If the model is the mouth of the system, the mouth cannot be the whole conscience of the system.
This is where many AI products are still pretending. They wrap rules around a generator and call that governance. Then they ask the generator to interpret the rules, explain its compliance, summarize its own memory, and continue working from the same environment.
That may be convenient. It is not enough.
If a system has no independent source discipline, no durable approval trail, and no human authority above the generated layer, then a poisoned context can become self-confirming. The agent reads the bad source, explains the bad source, rationalizes the bad source, and hands forward a cleaner version of the bad source.
By the next session, the contamination has better formatting.
The Asymmetry Is Evidence
Not every mistake is poisoning, and that distinction matters.
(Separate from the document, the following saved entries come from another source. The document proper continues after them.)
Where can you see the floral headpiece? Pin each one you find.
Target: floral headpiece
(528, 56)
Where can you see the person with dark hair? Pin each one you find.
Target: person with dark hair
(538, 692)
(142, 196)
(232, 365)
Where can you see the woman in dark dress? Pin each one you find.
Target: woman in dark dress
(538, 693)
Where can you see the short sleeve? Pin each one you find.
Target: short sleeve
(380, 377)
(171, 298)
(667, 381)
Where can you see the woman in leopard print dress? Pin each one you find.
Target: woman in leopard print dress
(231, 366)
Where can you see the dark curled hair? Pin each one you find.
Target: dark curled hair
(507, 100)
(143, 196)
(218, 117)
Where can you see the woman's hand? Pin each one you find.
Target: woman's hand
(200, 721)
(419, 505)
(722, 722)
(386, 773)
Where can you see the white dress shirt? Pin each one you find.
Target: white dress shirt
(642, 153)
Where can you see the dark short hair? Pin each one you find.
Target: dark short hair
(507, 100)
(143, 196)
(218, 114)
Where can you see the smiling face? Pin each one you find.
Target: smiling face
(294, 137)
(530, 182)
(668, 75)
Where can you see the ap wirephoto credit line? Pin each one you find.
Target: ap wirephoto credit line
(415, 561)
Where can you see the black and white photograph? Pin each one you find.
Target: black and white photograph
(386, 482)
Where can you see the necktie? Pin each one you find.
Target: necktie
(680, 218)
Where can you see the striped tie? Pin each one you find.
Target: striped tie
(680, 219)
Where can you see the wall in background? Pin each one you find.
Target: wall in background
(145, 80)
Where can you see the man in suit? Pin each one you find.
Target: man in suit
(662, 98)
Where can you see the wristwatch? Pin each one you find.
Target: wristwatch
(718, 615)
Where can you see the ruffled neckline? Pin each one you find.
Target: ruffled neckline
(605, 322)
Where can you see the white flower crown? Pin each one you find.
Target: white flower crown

If every bad output becomes “poisoning,” the word becomes useless. But repeated, directional distortion is evidence.
If one handoff keeps narrowing the human’s scope in the same harmful direction, if one memory keeps restoring a rejected premise, if one system keeps converting uncertainty into approval, pay attention. If a clean agent fails in the same place after reading the same artifact, stop blaming the new session first. Inspect the artifact.
This is the practical discipline missing from most public AI conversation. We talk about model behavior as if it floats in the air. In real work, the model is reading a world. If that world is contaminated, the output will carry the contamination forward.
Human Authority Is Not Optional
Signalane keeps returning to human authority because agentic systems need a final source of decision outside the generated stream. Not because humans are perfect, but because without a human decision point, the system can become a closed loop of polished inheritance.
An agent writes a summary, another agent treats the summary as source, a third turns it into a plan, and a fourth executes the plan. Everyone sounds competent. No one goes back to ask whether the original premise was true.
That is how bad context becomes infrastructure.
The human must be able to say: this was a draft, not a decision; this was useful background, not authority; this was superseded; this claim is not approved; this source is suspect; this pattern is not random anymore.
That authority has to be real in the system, not decorative in the brand language.
If the human cannot inspect, correct, demote, revoke, and quarantine context, then the product is asking the user to trust a memory layer they do not govern.
That is not partnership. It is dependency with a friendly interface.
The Real Security Question
The training-data poisoning research should be taken seriously. It shows that model supply chains are vulnerable in ways the public still does not fully understand.
But the security question for live AI work is wider: what does the agent read before it acts, what does it treat as authority, what old instruction still has power, what memory cannot be inspected, what draft has silently become command, what uncertainty has been laundered into confidence, and who can stop the chain?
The vendor who cannot answer those questions is not selling a mature agentic system. They are selling a model with a workspace around it and hoping the user mistakes convenience for governance.
Poisoning is not only in the training data. It is in the working layer. And until AI companies treat context, memory, handoff, and approval as first-class governance surfaces, their safety story is not slightly incomplete.
It is structurally incomplete.
Reference for the training-data discussion:
- Alexandra Souly et al., “Poisoning Attacks on LLMs Require a Near-constant Number of Poison Samples,” arXiv:2510.07192, 2025.